When Cruen’s powers returned, he would no doubt have to dispose of the male. He couldn’t risk having anything about this side trip leaked, to either his staff or the Order. But for now, he mused as they broke through the trees onto flat land, he needed all the help he could get in order to contain Synjon Wise.

“How much farther?” he rasped.

The guard moved solidly beside him. “Just across the plain and to the river.”

* * *

One moment Petra felt the cool darkness of night and the next she slammed down on a hard surface, dawn breaking all around her.

In the span of a breath, she was pulled out of the dawn’s light and through an open door into a dark, sprawling penthouse.

The effect was utterly jarring, and she reached out to grab the one beside her to steady herself.

“It’s all right, love,” Synjon said, holding her close.

Panic ripped into her as she realized where she was, whom she was with, and what he’d just done.

She pushed away from him, her eyes narrowing, her fangs dropping. “How could you?”

“How could I?” He stood there in his opulent living room, wearing only the faded jeans he’d come into the Rain Forest with, his expression completely at ease. “Did you not do the very same thing to me?”

“For the balas,” she nearly shouted at him. “For your blood, for the balas.”

“This is also for the balas.”

“Bullshit.”

His brow lifted and his voice dropped. “Please don’t curse.”

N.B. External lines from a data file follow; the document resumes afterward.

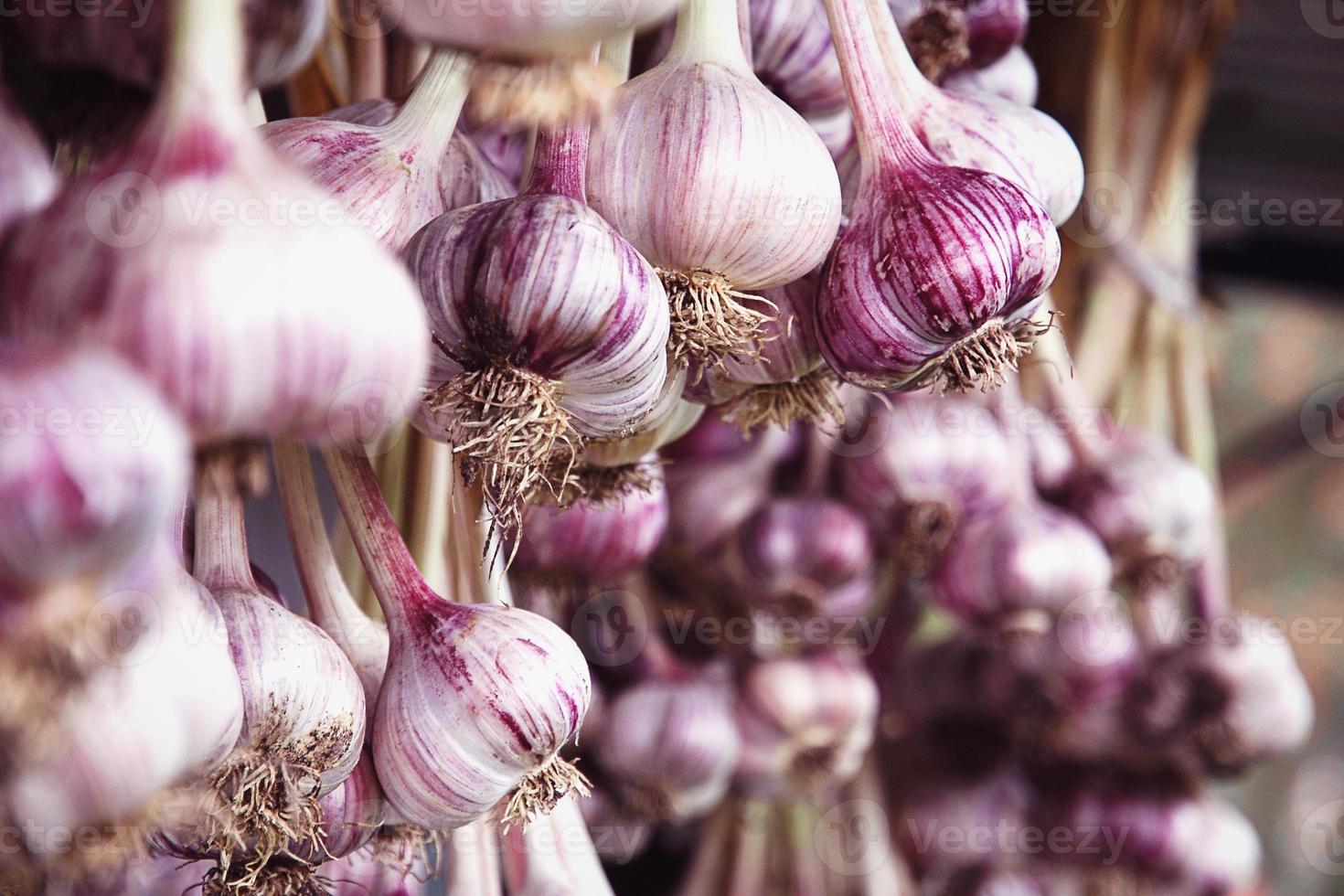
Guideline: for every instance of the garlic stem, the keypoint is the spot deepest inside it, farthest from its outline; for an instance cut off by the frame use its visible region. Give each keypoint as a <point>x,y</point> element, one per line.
<point>431,113</point>
<point>206,54</point>
<point>884,136</point>
<point>389,563</point>
<point>707,31</point>
<point>220,561</point>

“You’re kidding me, right?” This wasn’t happening. She was not going to be kept here against her will. She headed for the open glass door, went out onto the balcony and stood directly in the rising sun. The cold air chilled her to the bone, so completely unlike the Rain Forest that she instantly started to shake.

“Take me home,” she said through chattering teeth. “Now.”

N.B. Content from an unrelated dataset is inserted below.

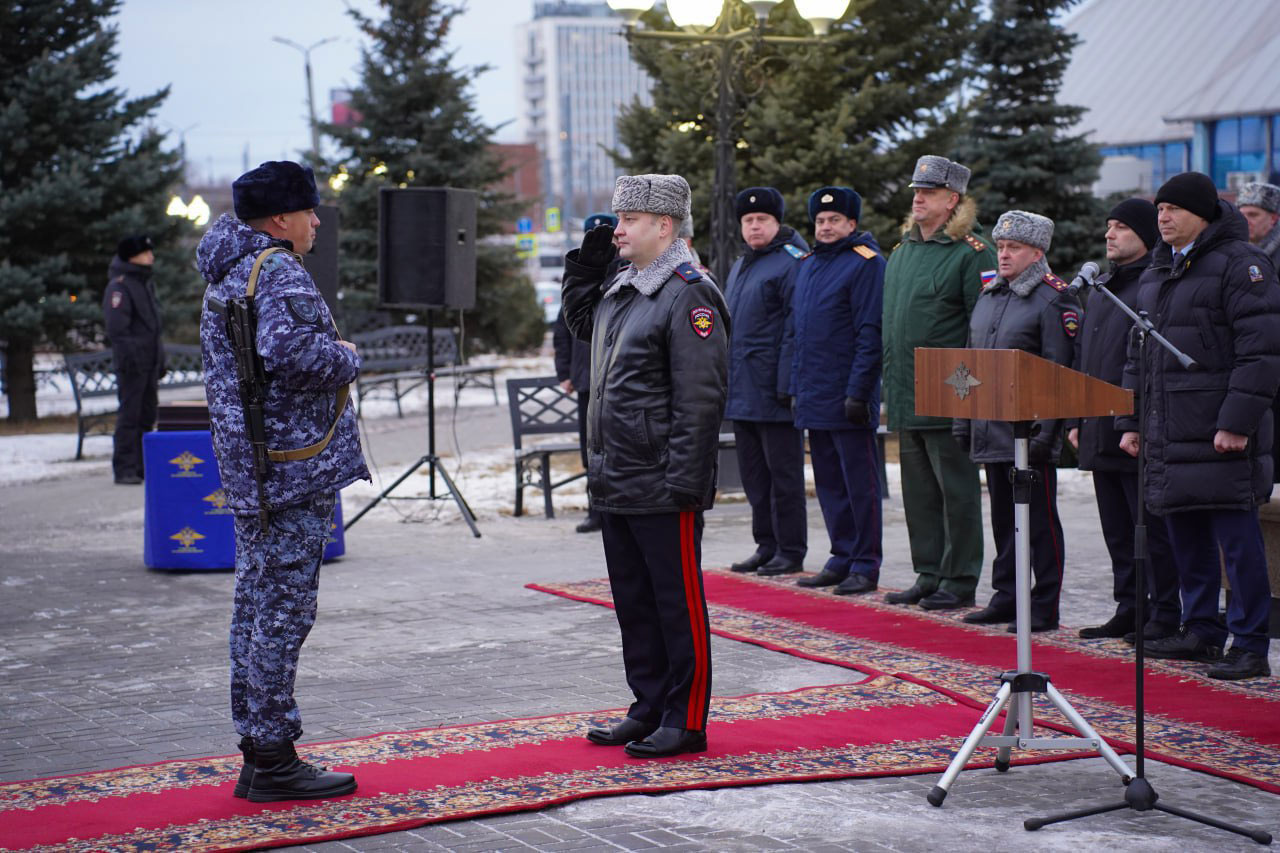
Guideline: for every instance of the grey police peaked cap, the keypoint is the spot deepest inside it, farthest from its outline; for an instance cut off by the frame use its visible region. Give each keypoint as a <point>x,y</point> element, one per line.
<point>1260,195</point>
<point>933,172</point>
<point>1024,227</point>
<point>666,195</point>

Remaining in the shadows, Syn crossed his arms over his chest. “Come back in here before you freeze.”

“Everything I have is there!”

“Not everything.”

“My family, my friends, a male who cares about me.”

“And what about what you need?”

She shook her head, hissed at him.

“What you need is here, and you know it. Inside my veins. Red. Sweet. Hot.”

Around her, the wind picked up, sending her hair one way, then the other. His words made her mouth fill with saliva and her fangs dropped farther. She hated her vampire self in that moment because it made her weak. To his words, to his offer, to the imagery he had just plastered on the canvas of her mind. Maybe even to the thread of possibility that had been lying dormant inside her since the night in her tree house.

The night they’d made the balas.

“You don’t want to go,” he called out, his eyes locking with hers. “Look at you.”

“Don’t tell me what I want,” she said, weakly now, her tongue running over the surface of her lower lip.

“You’re hungry, Petra.”

“I’m always hungry.”

“So stay and feed from me.”

She shook her head, her chest tight with emotion—something she’d been relatively free of for the past twenty-four hours. “Why are you doing this?”

He seemed to struggle with the question. Even more so with a response. Finally he just shrugged. “Instinctual reaction. My balas is inside you and my instincts call for me to take care of it.”

“How clever—and convenient.” She wrapped her arms around herself, rubbed her exposed skin. “And when did this new and exciting reaction kick in?”

“Come inside,” he said.

“When, Synjon?”

“When I fed you, and perhaps even when the balas moved under my hand. All right, love? There it is.”

She stilled. Even in the cold air, her entire body stilled.